The fatigues of the campaigns had told upon his health, and although appointed on 1 Oct. 1760 chief engineer of the expedition against Belle Isle, he was too ill to go. He was on the sick list for the next two years, travelling about in search of health. On 3 Feb. 1762 he resigned his commission in the 14th foot. From 1763 to 1765 he was employed in designing and superintending the erection of the new powder magazines at Purfleet in place of those at Greenwich, which, by an act of parliament of 1761, were ordered to be destroyed. In 1769 he was chief engineer at Chatham. On 25 May 1772 he was promoted colonel. He died on 6 Jan. 1776 at New Gardens, Teynham, Kent. He was buried at Teynham, and there is a tablet on the north wall of the chancel of the church to his memory and to that of his third wife and her first husband. The epitaph gives Montresor's age at his death as sixty-six; it should be seventy-three.
Montresor married, first, at Gibraltar, on 11 June 1735, Mary, daughter of Robert Haswell, esq. (she died 5 March 1761); secondly, on 25 Aug. 1766, Henrietta, daughter of Henry Fielding, esq.; and thirdly, Frances, daughter of H. Nicholls, esq., and relict of William Kemp, esq., of New Gardens, Teynham. By his first marriage he had several sons: John [q. v.], who became chief engineer in America; James, a lieutenant in the navy, lost in the frigate Aurora; and Henry, who died of wounds received at the siege of Trichinopoly.

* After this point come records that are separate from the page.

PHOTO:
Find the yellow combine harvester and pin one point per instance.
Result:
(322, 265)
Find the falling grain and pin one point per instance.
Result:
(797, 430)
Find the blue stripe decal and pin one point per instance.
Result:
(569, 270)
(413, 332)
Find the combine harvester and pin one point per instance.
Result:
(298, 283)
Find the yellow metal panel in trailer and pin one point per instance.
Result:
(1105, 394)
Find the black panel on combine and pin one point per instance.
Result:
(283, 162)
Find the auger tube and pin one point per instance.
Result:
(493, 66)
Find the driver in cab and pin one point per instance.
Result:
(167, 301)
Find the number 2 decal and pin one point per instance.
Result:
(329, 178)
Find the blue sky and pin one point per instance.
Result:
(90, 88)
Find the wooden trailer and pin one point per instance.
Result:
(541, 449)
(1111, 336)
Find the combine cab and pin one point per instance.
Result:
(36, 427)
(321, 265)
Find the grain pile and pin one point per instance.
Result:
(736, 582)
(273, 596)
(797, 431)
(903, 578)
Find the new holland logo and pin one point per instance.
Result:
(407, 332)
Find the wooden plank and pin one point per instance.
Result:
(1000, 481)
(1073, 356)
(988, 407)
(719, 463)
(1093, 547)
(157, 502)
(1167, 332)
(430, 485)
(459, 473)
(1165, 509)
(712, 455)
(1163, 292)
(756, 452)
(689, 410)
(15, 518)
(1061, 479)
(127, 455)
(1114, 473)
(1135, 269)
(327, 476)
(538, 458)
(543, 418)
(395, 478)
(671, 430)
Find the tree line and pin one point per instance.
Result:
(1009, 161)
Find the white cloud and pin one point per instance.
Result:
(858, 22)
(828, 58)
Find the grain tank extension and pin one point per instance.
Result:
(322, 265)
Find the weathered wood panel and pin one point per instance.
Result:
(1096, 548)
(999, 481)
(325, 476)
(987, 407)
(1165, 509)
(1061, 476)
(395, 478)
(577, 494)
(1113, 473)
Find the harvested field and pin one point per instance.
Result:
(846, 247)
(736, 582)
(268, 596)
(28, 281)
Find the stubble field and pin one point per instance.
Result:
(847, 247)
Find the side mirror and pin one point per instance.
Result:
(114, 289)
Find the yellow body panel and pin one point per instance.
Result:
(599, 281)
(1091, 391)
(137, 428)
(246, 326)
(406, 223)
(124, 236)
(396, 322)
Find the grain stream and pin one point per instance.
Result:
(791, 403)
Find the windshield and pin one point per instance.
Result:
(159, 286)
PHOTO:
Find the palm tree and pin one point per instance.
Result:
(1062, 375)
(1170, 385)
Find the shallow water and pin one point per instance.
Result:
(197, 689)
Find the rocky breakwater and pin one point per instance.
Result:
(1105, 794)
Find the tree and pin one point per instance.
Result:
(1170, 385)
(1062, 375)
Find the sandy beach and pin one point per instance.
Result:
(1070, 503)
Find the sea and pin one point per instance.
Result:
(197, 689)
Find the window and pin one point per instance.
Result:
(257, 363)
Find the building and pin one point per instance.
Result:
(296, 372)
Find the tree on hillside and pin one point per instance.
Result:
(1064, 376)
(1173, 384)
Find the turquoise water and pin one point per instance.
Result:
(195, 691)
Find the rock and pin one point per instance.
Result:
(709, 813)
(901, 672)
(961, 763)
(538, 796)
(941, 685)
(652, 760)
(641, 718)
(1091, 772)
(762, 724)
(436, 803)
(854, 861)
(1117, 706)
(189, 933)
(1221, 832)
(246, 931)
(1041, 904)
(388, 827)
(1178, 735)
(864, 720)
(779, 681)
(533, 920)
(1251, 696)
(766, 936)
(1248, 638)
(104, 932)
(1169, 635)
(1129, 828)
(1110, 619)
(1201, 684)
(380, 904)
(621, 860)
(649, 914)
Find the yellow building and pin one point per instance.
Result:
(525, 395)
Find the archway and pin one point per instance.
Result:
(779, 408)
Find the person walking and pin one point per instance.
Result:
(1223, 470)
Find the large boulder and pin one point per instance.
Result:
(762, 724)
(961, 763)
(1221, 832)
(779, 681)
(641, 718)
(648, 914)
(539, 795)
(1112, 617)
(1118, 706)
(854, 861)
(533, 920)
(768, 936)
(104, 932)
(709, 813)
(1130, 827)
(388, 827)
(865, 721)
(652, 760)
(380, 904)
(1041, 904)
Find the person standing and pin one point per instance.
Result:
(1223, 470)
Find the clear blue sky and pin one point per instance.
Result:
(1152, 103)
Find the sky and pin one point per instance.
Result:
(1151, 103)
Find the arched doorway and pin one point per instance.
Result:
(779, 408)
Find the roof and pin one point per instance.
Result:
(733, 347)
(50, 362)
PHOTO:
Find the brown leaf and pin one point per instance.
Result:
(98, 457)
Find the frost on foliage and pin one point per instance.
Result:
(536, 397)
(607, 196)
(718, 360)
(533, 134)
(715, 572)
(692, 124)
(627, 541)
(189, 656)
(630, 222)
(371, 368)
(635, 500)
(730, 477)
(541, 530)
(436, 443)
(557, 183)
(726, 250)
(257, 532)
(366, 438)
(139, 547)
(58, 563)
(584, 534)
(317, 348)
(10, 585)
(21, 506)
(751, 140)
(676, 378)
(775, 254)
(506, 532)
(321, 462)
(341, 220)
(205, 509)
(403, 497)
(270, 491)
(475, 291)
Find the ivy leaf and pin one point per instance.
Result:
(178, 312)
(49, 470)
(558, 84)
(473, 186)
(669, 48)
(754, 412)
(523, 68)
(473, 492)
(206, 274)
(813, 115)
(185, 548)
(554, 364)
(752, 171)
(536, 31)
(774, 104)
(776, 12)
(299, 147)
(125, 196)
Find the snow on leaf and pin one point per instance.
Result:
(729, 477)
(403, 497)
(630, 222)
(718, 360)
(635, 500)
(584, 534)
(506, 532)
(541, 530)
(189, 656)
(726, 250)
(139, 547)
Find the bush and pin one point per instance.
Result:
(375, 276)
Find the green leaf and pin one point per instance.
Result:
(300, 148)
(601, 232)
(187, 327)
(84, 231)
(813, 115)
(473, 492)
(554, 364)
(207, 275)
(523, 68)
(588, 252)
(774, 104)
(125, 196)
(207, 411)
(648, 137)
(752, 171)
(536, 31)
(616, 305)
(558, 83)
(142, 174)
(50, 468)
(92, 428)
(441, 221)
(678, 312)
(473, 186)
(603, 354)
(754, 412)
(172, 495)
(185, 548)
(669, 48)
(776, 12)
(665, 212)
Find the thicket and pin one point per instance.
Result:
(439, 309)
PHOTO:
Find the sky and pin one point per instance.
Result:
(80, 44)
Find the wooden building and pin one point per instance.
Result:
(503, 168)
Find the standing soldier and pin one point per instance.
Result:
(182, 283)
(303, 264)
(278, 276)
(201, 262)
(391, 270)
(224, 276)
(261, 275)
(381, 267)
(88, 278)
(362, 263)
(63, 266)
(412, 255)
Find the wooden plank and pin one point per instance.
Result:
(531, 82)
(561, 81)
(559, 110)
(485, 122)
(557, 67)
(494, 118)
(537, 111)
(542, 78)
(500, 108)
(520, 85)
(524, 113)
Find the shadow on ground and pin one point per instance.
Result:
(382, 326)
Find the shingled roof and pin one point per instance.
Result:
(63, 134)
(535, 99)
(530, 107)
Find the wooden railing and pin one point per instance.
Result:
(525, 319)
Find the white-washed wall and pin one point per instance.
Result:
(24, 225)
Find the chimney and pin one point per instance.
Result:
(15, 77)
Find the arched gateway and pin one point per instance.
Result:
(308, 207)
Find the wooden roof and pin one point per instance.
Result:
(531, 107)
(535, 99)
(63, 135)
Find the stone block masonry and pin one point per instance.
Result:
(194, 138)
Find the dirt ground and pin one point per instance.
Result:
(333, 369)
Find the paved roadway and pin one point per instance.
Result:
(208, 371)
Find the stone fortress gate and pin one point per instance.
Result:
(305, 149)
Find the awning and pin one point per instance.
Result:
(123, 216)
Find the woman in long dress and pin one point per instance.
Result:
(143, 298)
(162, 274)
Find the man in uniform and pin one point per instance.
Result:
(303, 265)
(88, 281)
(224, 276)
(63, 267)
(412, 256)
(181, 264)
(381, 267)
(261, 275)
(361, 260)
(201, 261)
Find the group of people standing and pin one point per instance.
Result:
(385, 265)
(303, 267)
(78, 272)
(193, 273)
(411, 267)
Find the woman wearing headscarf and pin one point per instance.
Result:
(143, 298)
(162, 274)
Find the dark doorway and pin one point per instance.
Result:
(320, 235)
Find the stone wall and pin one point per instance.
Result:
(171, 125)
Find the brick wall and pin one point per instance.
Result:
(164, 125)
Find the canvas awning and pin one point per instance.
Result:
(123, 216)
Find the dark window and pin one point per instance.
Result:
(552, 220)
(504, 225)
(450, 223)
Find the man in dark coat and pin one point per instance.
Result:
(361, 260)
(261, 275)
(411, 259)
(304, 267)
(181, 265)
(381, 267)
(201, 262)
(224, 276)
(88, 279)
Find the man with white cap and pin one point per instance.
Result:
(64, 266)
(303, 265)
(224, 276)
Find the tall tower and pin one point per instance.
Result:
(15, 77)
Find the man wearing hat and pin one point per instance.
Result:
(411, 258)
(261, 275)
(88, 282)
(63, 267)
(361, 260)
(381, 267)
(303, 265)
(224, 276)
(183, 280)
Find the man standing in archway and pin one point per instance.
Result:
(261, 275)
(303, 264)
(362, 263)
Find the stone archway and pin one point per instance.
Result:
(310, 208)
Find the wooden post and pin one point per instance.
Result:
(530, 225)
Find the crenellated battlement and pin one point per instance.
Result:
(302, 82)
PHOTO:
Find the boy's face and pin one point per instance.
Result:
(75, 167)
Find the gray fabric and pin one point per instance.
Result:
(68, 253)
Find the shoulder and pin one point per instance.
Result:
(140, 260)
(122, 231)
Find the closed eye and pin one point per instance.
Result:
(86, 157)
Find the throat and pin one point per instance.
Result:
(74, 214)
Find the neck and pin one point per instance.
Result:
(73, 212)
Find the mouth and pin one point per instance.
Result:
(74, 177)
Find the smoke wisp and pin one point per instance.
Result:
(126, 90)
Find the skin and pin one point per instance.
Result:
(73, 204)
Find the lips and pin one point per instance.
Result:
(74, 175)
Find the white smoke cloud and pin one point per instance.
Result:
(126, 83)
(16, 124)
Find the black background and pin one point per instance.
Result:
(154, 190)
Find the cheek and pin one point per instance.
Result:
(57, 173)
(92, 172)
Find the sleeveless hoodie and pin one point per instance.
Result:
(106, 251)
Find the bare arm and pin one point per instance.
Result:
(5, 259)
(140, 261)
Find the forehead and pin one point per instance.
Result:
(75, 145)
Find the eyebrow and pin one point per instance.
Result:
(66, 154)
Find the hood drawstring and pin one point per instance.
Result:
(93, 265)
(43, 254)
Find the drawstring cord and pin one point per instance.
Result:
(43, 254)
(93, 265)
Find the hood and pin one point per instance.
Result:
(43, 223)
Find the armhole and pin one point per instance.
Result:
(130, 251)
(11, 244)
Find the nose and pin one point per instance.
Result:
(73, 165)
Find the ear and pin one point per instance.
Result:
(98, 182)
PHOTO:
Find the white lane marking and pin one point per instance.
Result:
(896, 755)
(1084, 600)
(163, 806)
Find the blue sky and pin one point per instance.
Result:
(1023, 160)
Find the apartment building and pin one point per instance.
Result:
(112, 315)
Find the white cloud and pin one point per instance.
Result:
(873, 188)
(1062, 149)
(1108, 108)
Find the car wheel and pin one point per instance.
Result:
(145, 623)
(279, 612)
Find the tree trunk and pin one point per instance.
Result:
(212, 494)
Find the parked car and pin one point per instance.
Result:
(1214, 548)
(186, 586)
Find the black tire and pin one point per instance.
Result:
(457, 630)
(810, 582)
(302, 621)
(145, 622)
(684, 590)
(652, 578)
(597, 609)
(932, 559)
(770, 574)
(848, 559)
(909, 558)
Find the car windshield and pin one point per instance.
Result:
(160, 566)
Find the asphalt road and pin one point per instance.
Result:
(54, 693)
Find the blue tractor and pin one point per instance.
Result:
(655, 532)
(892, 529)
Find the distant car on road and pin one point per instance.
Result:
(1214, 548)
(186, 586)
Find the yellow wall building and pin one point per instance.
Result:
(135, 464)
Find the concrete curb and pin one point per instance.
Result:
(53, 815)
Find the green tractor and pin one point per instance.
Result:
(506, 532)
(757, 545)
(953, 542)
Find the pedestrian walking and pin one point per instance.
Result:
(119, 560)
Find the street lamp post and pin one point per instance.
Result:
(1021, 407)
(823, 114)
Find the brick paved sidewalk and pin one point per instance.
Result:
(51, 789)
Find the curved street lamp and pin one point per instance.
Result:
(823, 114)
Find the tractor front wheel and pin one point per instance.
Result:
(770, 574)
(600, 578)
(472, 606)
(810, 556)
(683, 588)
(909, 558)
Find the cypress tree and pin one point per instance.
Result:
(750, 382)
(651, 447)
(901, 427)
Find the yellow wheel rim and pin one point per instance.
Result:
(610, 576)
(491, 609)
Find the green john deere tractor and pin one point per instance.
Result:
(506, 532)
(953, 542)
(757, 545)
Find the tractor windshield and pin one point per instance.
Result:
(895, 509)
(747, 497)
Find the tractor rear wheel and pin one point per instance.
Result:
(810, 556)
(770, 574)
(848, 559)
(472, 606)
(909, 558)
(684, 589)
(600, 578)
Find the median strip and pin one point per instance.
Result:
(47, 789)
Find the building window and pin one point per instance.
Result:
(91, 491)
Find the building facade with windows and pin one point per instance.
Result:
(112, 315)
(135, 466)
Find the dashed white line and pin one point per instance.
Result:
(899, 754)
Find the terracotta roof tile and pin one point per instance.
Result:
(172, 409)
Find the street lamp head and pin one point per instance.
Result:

The following plans drawn by Montresor are in the British Museum: (1) A drawn plan of the city and peninsula of Gibraltar with the Spanish lines, in five sheets, 1742; (2) A drawn plan of the isthmus, city, and fortifications of Gibraltar, with elevation and sections of the principal public buildings, profiles through the two extremities of the rock and fort built by the Spaniards, with several additional designs for better defending and securing the place, eight sheets, 1753. The following plans, lately in the war office, are now in the archives of the Dominion of Canada : (1) Plan of part of river of St. Lawrence from Montreal to Isle of Quesny; (2) Part of Lake Champlain, showing Forts Edward, William, &c., 1756.
The following plans are in the war office: (1) Description and map of Gibraltar, coast of Spain and Barbary, 1748; (2) Particular survey of the city of Gibraltar, showing government property, 1753. Also twenty-six plans of various parts of the works of defence, with sections of the fortress of Gibraltar, and of the barracks and also of the Spanish lines and forts, dating from 1747 to 1752.
[Royal Engineers' Corps Records; War Office and Board of Ordnance Records; Burke's Landed Gentry.]